As I have discussed in previous commentaries, I believe two of the most important variables to successful investing are market volatility and dollar cost averaging. Why? Because volatility creates the opportunity to take advantage of buying into companies we want to own at lower prices.

The unfortunate component here is that investors don't like volatility. History has shown that investors shy away from volatility and uncertainty when it comes to investing. They have a tendency to either sit on the sidelines, or as we have seen recently, put their money into cash, bonds and bond funds.
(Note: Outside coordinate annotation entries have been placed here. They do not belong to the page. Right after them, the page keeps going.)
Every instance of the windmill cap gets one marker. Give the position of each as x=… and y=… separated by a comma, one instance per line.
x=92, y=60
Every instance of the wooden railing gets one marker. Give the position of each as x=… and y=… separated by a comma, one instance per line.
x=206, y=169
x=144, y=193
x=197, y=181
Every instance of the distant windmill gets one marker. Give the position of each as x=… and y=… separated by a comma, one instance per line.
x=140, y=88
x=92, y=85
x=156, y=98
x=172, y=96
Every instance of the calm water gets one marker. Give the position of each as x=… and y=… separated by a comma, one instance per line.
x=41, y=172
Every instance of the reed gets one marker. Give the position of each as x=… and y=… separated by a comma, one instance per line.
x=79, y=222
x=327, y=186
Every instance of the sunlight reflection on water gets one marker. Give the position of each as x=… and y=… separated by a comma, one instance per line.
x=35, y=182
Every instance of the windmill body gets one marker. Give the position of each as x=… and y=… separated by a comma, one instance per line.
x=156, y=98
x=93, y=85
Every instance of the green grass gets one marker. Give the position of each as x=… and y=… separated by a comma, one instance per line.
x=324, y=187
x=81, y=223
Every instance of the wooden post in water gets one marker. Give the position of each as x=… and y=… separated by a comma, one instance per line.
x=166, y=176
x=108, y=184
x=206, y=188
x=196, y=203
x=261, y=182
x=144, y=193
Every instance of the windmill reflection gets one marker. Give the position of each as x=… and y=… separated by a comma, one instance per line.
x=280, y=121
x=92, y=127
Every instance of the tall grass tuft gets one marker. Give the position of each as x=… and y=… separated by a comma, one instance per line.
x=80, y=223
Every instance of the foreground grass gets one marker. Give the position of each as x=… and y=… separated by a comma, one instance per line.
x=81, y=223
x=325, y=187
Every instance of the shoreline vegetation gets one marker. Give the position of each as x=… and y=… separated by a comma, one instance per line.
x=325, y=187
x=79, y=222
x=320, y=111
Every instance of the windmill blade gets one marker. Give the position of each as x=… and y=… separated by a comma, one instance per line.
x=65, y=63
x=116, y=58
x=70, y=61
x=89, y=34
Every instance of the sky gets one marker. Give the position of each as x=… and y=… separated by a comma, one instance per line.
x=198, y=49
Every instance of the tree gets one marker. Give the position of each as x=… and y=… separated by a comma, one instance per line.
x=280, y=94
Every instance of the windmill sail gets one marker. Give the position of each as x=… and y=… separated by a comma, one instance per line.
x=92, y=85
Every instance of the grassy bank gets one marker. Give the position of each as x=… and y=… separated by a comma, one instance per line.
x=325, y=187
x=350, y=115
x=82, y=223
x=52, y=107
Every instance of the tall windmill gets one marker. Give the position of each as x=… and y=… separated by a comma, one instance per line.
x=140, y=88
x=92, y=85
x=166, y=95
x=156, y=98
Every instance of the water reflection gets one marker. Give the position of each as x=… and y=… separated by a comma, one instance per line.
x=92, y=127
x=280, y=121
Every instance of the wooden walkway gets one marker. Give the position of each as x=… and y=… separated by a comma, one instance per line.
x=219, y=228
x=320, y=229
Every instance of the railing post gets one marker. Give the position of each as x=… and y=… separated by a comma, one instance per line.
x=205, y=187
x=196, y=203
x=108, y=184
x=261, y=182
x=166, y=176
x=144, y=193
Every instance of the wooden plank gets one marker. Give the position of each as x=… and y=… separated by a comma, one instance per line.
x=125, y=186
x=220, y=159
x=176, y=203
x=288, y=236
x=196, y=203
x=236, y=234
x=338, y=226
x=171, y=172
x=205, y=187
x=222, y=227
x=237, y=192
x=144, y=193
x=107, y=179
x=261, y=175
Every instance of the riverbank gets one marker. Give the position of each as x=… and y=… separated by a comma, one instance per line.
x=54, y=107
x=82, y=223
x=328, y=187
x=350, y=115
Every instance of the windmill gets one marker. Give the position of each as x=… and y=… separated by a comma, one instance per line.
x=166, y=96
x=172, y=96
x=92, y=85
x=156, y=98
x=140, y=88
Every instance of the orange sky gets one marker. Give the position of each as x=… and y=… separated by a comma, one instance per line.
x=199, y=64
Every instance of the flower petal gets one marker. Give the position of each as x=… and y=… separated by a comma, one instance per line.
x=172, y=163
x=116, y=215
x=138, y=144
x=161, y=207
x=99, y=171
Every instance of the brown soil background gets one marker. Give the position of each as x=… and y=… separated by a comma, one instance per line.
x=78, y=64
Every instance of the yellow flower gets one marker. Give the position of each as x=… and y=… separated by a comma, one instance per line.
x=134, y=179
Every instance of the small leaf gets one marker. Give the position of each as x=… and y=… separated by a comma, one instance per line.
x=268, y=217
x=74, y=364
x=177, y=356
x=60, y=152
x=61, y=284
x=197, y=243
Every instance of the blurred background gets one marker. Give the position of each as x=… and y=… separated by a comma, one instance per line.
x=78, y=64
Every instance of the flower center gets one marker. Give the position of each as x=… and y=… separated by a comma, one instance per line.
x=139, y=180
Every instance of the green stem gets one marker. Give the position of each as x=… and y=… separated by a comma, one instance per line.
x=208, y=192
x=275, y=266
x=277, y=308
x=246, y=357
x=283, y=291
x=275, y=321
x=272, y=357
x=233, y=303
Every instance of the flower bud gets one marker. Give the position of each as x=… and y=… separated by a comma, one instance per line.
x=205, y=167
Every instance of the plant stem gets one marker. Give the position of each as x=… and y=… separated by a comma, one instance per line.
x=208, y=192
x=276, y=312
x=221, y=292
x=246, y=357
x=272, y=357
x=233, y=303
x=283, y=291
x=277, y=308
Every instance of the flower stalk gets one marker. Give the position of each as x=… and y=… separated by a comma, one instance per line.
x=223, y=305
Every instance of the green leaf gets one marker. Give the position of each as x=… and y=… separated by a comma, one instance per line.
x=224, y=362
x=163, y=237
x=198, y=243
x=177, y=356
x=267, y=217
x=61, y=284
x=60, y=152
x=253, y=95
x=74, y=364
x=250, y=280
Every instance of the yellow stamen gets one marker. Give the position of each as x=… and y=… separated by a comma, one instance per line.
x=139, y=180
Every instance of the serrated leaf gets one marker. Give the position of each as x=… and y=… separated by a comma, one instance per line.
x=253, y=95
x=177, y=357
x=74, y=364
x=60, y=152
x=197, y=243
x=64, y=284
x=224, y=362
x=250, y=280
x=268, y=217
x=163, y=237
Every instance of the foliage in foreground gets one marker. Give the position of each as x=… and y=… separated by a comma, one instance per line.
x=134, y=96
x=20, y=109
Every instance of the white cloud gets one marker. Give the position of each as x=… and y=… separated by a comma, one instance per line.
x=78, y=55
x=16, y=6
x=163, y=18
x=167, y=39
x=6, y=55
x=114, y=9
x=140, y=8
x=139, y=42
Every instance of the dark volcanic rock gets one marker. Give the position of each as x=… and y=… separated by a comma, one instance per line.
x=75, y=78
I believe this behavior is prevalent among investors because they do not have a clear understanding of how or where their equities are invested. They realize they are invested in the market, but do not understand where they are invested in the market, or why.

Such uncertainty can be uncomfortable for many investors, so instead of taking advantage of buying into a quality investment they wait until markets or the stock price has moved higher which in turn helps them feel like it is safer now to invest. Unfortunately, some investors even turn to choices they better understand -- including not investing at all!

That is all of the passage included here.